WORK BEGINS ON BRAD PITT'S GREEN PROJECT IN NINTH WARD - by

NEW ORLEANS — With a brass band accompaniment, developers in this city's devastated Lower 9th Ward celebrated the start of construction Thursday on an environmentally friendly new home, based on the winning design in a competition launched by movie star Brad Pitt.

Bundles of hay were used to outline the site of the first house, which will serve as a model home and visitor center while construction of other houses are under way. The first house is expected to be complete in August — around the time of the second anniversary of Hurricane Katrina.

The home will be made with energy-saving materials such as metal roofing and recycled textiles.

"Hopefully this can be a model for the level of redevelopment that can be done here," said Matt Petersen, president and CEO of Global Green USA, the environmental group working with Pitt on the project.

Global Green plans to sell the homes and plans to give preference to former residents of the Lower 9th Ward's Holy Cross neighborhood, where the homes are being constructed.

Though not present for Thursday's celebration, Pitt issued a statement to organizers from Prague, where he is visiting girlfriend Angelina Jolie, who is making a movie there.

"I'm crying out for one of our leaders to really make this a priority," he said. "For someone to say 'It's Apollo time' and call on our country, with all our ingenuity and genius, to move forward towards a future where we utilize these types of smart solutions."
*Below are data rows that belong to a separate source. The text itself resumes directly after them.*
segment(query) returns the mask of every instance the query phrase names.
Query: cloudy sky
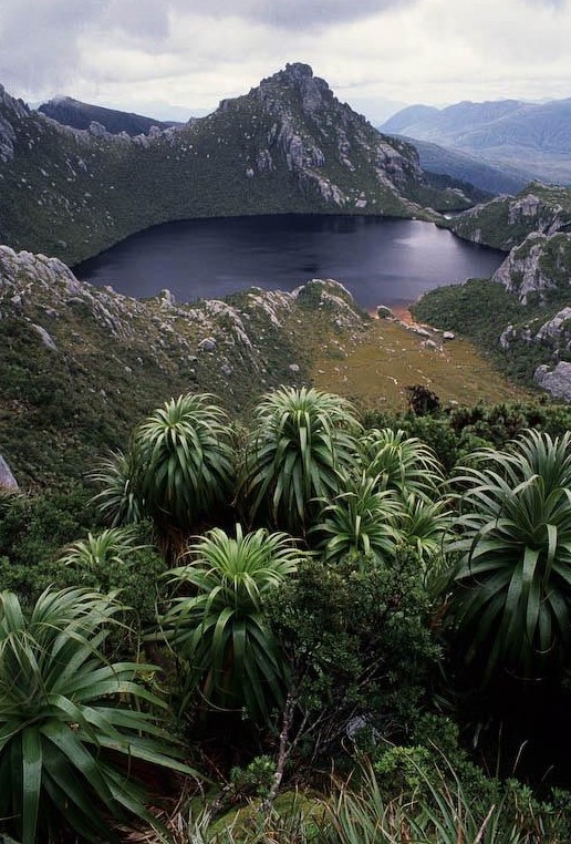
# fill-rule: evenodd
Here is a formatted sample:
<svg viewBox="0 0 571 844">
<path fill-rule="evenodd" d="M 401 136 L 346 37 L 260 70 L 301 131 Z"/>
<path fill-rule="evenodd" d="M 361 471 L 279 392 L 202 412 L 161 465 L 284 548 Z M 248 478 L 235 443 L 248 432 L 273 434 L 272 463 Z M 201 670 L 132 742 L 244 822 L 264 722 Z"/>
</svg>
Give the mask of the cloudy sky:
<svg viewBox="0 0 571 844">
<path fill-rule="evenodd" d="M 0 83 L 160 117 L 302 61 L 375 120 L 571 96 L 570 37 L 571 0 L 0 0 Z"/>
</svg>

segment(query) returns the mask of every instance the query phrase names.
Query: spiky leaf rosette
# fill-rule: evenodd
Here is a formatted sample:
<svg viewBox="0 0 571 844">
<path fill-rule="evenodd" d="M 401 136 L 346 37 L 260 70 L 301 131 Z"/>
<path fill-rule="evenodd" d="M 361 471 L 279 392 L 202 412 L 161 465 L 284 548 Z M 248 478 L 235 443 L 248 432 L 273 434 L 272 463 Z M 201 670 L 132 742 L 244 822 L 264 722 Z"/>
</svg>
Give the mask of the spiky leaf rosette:
<svg viewBox="0 0 571 844">
<path fill-rule="evenodd" d="M 526 431 L 485 449 L 457 482 L 461 558 L 449 611 L 484 680 L 539 678 L 569 665 L 571 646 L 571 434 Z"/>
<path fill-rule="evenodd" d="M 111 527 L 133 525 L 145 517 L 145 502 L 139 488 L 139 462 L 133 449 L 100 457 L 87 478 L 101 487 L 93 496 L 103 519 Z"/>
<path fill-rule="evenodd" d="M 284 668 L 264 616 L 266 597 L 304 554 L 290 536 L 260 528 L 236 538 L 209 531 L 188 550 L 173 580 L 190 597 L 175 598 L 160 620 L 164 635 L 190 667 L 187 698 L 200 691 L 214 706 L 266 718 L 283 699 Z"/>
<path fill-rule="evenodd" d="M 323 507 L 311 533 L 329 562 L 357 553 L 384 559 L 395 550 L 399 534 L 393 521 L 403 507 L 394 491 L 377 487 L 376 477 L 351 477 L 345 491 Z"/>
<path fill-rule="evenodd" d="M 287 387 L 268 394 L 255 411 L 240 485 L 250 519 L 304 534 L 320 511 L 315 500 L 339 493 L 359 430 L 339 395 Z"/>
<path fill-rule="evenodd" d="M 134 760 L 191 773 L 149 713 L 165 704 L 136 681 L 154 667 L 101 652 L 120 609 L 64 589 L 25 615 L 0 595 L 0 828 L 22 844 L 60 841 L 62 828 L 115 841 L 111 819 L 150 821 Z"/>
<path fill-rule="evenodd" d="M 430 498 L 443 483 L 442 466 L 432 449 L 402 430 L 373 429 L 360 438 L 359 445 L 360 465 L 370 477 L 378 478 L 380 490 Z"/>
<path fill-rule="evenodd" d="M 189 529 L 229 501 L 233 450 L 228 416 L 211 395 L 165 402 L 135 432 L 141 491 L 149 514 Z"/>
</svg>

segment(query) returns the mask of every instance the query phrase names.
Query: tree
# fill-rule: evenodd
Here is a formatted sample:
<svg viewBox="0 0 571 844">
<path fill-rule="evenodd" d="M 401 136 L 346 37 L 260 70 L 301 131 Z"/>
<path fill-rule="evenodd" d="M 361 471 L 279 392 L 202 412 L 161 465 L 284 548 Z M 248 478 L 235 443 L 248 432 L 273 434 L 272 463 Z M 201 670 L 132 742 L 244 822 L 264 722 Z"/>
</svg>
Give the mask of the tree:
<svg viewBox="0 0 571 844">
<path fill-rule="evenodd" d="M 145 502 L 138 477 L 142 466 L 133 447 L 126 452 L 115 451 L 97 461 L 87 474 L 89 480 L 101 486 L 93 496 L 106 524 L 111 527 L 133 525 L 145 517 Z"/>
<path fill-rule="evenodd" d="M 354 462 L 353 408 L 339 395 L 281 388 L 255 411 L 255 429 L 239 495 L 251 522 L 304 535 L 319 513 L 318 498 L 340 488 L 340 473 Z"/>
</svg>

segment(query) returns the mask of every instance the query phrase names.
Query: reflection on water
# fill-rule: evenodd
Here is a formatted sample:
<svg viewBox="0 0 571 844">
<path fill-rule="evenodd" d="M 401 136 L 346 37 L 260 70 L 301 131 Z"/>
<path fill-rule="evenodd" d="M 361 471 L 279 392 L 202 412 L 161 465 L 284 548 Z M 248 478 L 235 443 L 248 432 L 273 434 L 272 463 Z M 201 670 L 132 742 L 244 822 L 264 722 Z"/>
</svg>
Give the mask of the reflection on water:
<svg viewBox="0 0 571 844">
<path fill-rule="evenodd" d="M 334 278 L 372 309 L 488 277 L 503 257 L 432 223 L 272 215 L 167 223 L 133 235 L 75 272 L 129 296 L 168 287 L 179 301 L 216 299 L 252 285 L 292 290 L 310 278 Z"/>
</svg>

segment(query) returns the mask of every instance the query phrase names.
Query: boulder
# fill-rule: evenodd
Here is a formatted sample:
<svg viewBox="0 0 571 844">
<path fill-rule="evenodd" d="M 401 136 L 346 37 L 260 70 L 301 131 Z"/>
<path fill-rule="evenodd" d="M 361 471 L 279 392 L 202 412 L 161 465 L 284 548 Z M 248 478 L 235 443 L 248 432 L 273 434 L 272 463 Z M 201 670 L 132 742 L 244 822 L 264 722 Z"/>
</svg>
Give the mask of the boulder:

More than 1,000 New Orleans-area school children where invited to Thursday's ceremony because Global Green is working to make their schools more energy efficient. Seven schools will be either updated or rebuilt entirely to receive more natural light and better air and water quality, Petersen said.

During a news conference Thursday, organizers announced that The Home Depot Foundation will be a funding partner in the $7- to $9-million-dollar 9th Ward project, which started with a design competition launched by Pitt in April 2006.

The winning plan, announced in August, was submitted by Matthew Berman and Andrew Kotchen of Workshop APD in New York. It includes designs for about a half-dozen single-family housing units, 18 apartments, a community center, play area and pedestrian bridge leading from the neighborhood to the top of the levee.

Pitt has contributed $100,000 to help underwrite the contest and another $100,000 to help cover contest prize money. In January, he and Jolie purchased an early-1830s masonry mansion in the French Quarter for $3.5 million.